Educating students in clinical competencies with groups, individuals, and families in order to develop an effective workforce with this population is a major emphasis.


Thirty four students will be admitted to the project every year for three years – a total of 102 MSW students. The grant will award a $10,000 stipend for second year field placement.

Additional scholarship funding will be awarded by Wurzweiler to the student cohorts in their first and second years of field work.


Field placement settings will be in: educational environments or community behavioral health programs designed to support vulnerable adolescents and transitional age youth; and in high risk settings serving this population in care.


Long term clinical social work approaches will be used in dealing with the multiple traumas, often unaddressed, experienced by urban youth, especially those who may be immigrants or living at the poverty level which are major contributors to their behavioral health issues and lack of school success.


The emphasis in the work with these populations will be on:

(a)  Preventing school drop outs and boosting adolescents’ involvement in educational opportunities by utilizing social group work and individual clinical models to provide youth with tools to overcome obstacles to achievement;


(b)  Utilizing social group work and individual clinical models for the development of alternatives to violence, substance abuse, and behavior disorders;


(c)  Providing family interventions that focus on preventing and mitigating risky behavior in youth.


(d)  Strengthening safe school holding environments, particularly middle schools and high schools that further adolescents’ involvement in learning.


The grant is supporting the extra field placements for the students by financing additional field instructors who are licensed clinical social workers to provide the supervision. This model will expand current work to large numbers of vulnerable adolescents which agencies have been unable to serve due to scarce staffing resources.

Training will be provided by the faculty and consultants to the project on content areas relevant to the behavioral health needs of this population.



Project goals include:

(a)  Measured improvement in the wellbeing of interns’ clients. Evidence based practice methods will be used.

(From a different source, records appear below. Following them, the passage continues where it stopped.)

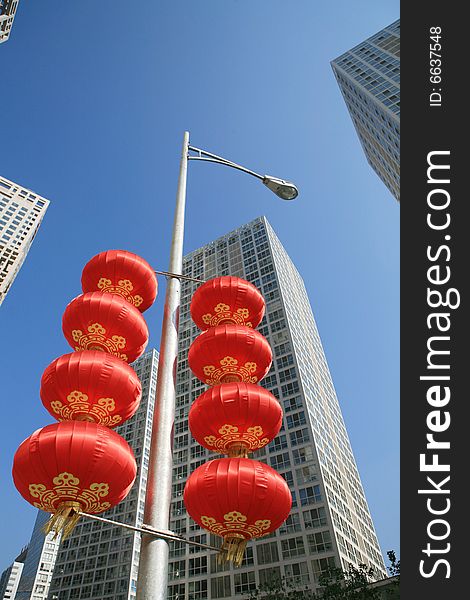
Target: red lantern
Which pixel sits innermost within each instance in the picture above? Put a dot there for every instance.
(227, 300)
(123, 273)
(90, 386)
(238, 499)
(230, 353)
(73, 466)
(105, 322)
(235, 418)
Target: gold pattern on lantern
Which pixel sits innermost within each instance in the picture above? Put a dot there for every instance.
(96, 339)
(236, 522)
(79, 406)
(223, 314)
(230, 370)
(123, 288)
(67, 488)
(230, 436)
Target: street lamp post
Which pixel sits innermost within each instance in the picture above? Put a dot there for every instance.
(153, 566)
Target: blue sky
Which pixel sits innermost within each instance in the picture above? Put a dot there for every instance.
(96, 98)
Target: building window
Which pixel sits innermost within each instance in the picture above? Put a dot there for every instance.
(176, 592)
(197, 590)
(291, 524)
(292, 547)
(220, 587)
(310, 495)
(177, 569)
(319, 542)
(267, 553)
(197, 566)
(299, 437)
(244, 582)
(269, 576)
(280, 461)
(322, 565)
(315, 517)
(297, 573)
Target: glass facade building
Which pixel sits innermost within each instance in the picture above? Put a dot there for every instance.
(39, 564)
(369, 78)
(11, 577)
(99, 561)
(21, 214)
(330, 522)
(7, 16)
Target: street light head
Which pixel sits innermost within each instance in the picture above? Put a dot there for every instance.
(284, 189)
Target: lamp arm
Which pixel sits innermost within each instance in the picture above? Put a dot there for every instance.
(209, 157)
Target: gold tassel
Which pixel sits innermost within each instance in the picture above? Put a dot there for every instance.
(63, 520)
(233, 549)
(238, 450)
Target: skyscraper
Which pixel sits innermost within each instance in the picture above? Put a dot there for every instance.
(330, 523)
(39, 564)
(99, 560)
(7, 16)
(11, 577)
(21, 213)
(369, 78)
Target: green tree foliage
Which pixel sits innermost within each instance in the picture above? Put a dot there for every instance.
(335, 584)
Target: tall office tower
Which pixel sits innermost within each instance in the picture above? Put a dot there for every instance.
(11, 577)
(21, 213)
(100, 560)
(7, 16)
(39, 564)
(330, 523)
(369, 78)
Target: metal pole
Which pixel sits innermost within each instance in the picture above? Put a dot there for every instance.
(153, 566)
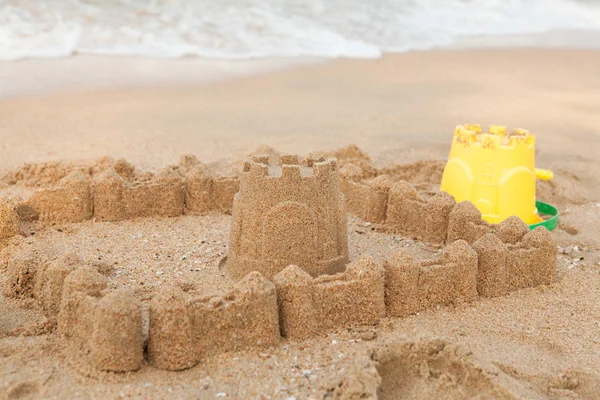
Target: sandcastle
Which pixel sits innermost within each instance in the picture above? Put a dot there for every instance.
(288, 214)
(288, 287)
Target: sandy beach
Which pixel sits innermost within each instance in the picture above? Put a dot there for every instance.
(541, 342)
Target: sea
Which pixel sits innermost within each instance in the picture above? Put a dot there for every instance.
(254, 29)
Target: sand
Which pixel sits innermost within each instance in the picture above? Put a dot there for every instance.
(537, 342)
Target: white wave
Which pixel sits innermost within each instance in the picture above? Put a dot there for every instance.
(243, 29)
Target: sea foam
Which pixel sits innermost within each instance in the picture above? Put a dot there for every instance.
(245, 29)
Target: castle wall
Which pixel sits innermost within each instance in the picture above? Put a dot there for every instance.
(412, 286)
(309, 306)
(70, 201)
(9, 219)
(188, 329)
(410, 214)
(105, 324)
(507, 267)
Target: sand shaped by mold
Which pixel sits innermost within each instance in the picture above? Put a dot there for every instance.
(302, 300)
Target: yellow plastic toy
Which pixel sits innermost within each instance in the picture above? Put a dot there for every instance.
(495, 171)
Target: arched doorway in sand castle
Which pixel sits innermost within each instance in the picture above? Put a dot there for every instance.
(277, 244)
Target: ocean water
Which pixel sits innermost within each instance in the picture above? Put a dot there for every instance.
(246, 29)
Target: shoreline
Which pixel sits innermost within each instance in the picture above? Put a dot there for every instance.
(88, 72)
(400, 108)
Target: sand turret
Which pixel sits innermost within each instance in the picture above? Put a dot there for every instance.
(287, 214)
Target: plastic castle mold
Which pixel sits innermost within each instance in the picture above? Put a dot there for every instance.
(288, 214)
(494, 171)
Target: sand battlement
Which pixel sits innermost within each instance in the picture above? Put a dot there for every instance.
(288, 214)
(117, 193)
(293, 234)
(308, 306)
(289, 167)
(185, 329)
(105, 325)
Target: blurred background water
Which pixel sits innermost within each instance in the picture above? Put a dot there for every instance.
(246, 29)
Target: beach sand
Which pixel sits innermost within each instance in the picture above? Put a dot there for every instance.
(540, 342)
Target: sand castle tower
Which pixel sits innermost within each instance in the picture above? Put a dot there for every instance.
(288, 214)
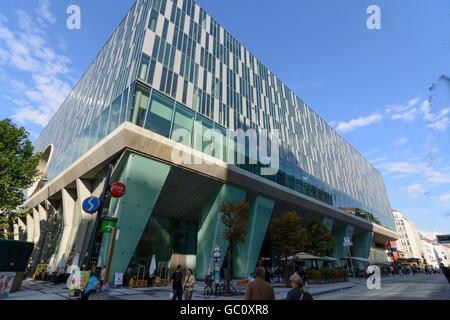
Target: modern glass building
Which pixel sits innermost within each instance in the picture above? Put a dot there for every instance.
(168, 67)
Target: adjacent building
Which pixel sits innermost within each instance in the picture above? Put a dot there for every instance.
(409, 245)
(190, 118)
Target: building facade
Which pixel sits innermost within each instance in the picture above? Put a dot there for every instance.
(188, 117)
(409, 244)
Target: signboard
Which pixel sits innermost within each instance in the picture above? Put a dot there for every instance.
(91, 204)
(117, 190)
(6, 281)
(443, 238)
(118, 279)
(108, 224)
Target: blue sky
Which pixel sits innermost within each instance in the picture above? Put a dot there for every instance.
(372, 86)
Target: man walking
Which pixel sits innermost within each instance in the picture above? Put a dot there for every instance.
(446, 272)
(259, 289)
(177, 284)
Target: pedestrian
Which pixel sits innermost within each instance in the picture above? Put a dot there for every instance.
(189, 285)
(298, 292)
(259, 289)
(91, 287)
(304, 276)
(177, 284)
(446, 271)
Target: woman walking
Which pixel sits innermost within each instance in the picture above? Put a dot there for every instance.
(189, 285)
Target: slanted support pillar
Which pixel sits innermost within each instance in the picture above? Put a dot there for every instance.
(361, 248)
(211, 228)
(245, 255)
(340, 250)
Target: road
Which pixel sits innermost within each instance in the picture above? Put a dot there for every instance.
(408, 287)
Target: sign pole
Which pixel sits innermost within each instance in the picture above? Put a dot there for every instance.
(99, 216)
(110, 253)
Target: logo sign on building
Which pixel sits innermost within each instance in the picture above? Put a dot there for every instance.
(91, 204)
(117, 190)
(108, 224)
(443, 238)
(6, 281)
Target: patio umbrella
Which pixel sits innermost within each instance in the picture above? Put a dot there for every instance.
(152, 266)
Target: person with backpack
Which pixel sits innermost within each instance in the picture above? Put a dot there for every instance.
(298, 292)
(177, 284)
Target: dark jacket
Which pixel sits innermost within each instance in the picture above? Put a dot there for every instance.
(296, 294)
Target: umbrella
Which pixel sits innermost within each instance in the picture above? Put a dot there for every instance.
(303, 256)
(152, 266)
(330, 259)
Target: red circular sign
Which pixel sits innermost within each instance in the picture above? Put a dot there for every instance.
(118, 190)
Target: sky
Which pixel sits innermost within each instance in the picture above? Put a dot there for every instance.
(385, 91)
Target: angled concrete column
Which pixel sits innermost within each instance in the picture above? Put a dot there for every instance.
(245, 255)
(83, 192)
(144, 179)
(341, 251)
(210, 228)
(30, 228)
(71, 222)
(22, 229)
(37, 226)
(361, 248)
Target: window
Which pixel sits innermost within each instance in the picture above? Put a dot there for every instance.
(144, 67)
(140, 105)
(153, 19)
(159, 117)
(184, 123)
(114, 118)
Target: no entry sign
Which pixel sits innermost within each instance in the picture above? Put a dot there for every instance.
(118, 190)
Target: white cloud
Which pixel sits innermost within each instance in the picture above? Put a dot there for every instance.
(415, 190)
(43, 11)
(400, 141)
(358, 123)
(44, 72)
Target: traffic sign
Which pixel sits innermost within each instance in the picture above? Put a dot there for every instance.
(216, 253)
(443, 238)
(108, 224)
(91, 204)
(118, 190)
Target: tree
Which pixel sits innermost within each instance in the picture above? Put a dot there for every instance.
(319, 239)
(288, 237)
(18, 171)
(235, 217)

(b)  Social work competency attainment in clinical practice with groups, individuals and families will be measured.


(c)  Interns’ commitment to work in this field and to provide leadership in it will be measured over time and after the conclusion of the grant.


(d)  Sustainability of field placement sites post-grant is built in to supervise a larger number of students while they are meeting the needs of the youth population.


We received $457,840 per year for 3 years to support over 100 MSW students in field placements with adolescents and transitional-age youth.